As the smartphone wars continue to heat up and some of the smaller vendors begin taking dead aim at Samsung and Apple around the world, the U.S. market, for right now, belongs to Apple's iconic iPhone.

An incredible 87 percent of Americans upgraded to a smartphone during the first quarter of 2014 and Apple's iPhone apparently led the way.

Apple's iPhone captured 36.9 percent of U.S. smartphone sales, while Samsung captured 33.1 percent during the quarter, according to a Counterpoint Technology Market Research report.

According to their research, the U.S. smartphone market reached 33 million units shipped at the end of the first quarter of 2014, with the smartphone market growing a modest 7% annually. Following the worldwide trend that is seeing smartphones overtake feature phones, the aforementioned figure of 87 percent of the total handsets shipped being smartphones opens up 2014 where 2013 left off. By the end of last year, worldwide smartphone shipments had officially accounted for the majority of all handsets shipped with an over 51% share, the fist time that had ever been the case.

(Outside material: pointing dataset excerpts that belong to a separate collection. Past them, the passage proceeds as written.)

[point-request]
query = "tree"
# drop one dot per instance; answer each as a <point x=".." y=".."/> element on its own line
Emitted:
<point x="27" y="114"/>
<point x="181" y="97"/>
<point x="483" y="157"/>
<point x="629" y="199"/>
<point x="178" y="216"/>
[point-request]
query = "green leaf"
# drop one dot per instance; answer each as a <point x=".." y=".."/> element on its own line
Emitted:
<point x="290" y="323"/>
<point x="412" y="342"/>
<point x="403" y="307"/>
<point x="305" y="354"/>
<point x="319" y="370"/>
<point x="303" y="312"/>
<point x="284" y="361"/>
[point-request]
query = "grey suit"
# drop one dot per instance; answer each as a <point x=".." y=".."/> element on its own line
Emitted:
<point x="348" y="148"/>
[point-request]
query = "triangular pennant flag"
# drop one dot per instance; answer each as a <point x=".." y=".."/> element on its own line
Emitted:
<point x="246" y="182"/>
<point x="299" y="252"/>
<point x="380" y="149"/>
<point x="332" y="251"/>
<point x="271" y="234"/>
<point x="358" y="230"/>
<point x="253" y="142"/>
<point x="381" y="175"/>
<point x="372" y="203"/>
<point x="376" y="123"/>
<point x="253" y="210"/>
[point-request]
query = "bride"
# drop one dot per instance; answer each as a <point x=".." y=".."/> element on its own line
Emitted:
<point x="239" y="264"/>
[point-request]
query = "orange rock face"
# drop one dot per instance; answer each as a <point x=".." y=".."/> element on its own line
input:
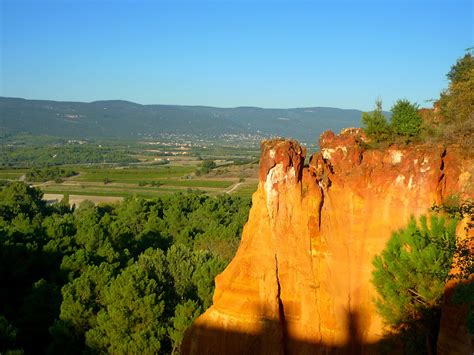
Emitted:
<point x="300" y="281"/>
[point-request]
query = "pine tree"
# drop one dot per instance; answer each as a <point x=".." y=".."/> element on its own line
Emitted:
<point x="410" y="274"/>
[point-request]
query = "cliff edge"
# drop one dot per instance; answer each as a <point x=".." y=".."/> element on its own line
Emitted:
<point x="300" y="281"/>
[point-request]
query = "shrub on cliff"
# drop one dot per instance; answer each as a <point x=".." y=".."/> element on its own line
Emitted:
<point x="375" y="124"/>
<point x="410" y="275"/>
<point x="406" y="121"/>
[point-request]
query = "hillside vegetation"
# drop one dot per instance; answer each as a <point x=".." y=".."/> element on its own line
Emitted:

Other points of note from the Counterpoint report included the fact Samsung remained the top overall handset supplier in the United States. Apple and Samsung together captured more than two-thirds of the U.S. smartphone market; Android share rose to 59 percent of the total smartphones shipped during the quarter; and Windows Phone share grew to slightly under 4 percent. Three out of four smartphones shipped during the quarter were LTE smartphones.

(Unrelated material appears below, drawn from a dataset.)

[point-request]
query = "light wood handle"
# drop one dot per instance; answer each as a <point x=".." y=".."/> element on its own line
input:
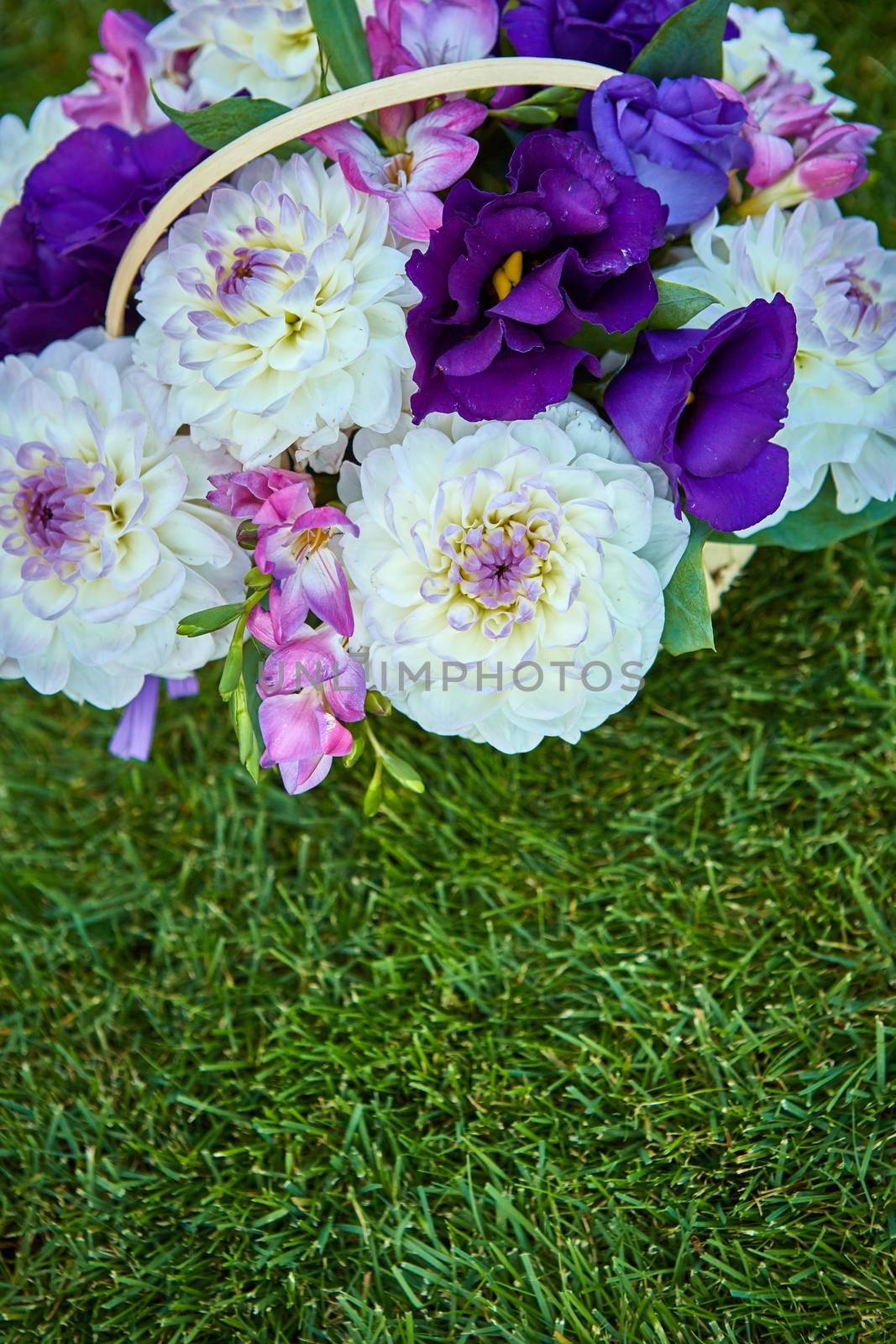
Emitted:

While the two leading smartphone makers are enjoying dominant numbers in the United States, the story is a bit different around the rest of the world. Several research firms that track the market have reported that despite rising first quarter shipment numbers for the overall smartphone category, market leaders Samsung and Apple actually lost share to their smaller competitors. Samsung share fell by 1.7 percentage points, to 30.2 percent, from 31.9 percent, and Apple's share slipped 1.6 percentage points, to 15.5 percent, from 17.1 percent, according to a recent IDC report.

According to Strategy Analytics, global smartphone shipments grew 33 percent annually from 213.9 million units in the first quarter of 2013 to 285.0 million in the first quarter of 2014. Smartphone growth was mixed on a regional basis during the quarter, with healthy demand in Asia counterbalanced by sluggish volumes across North America.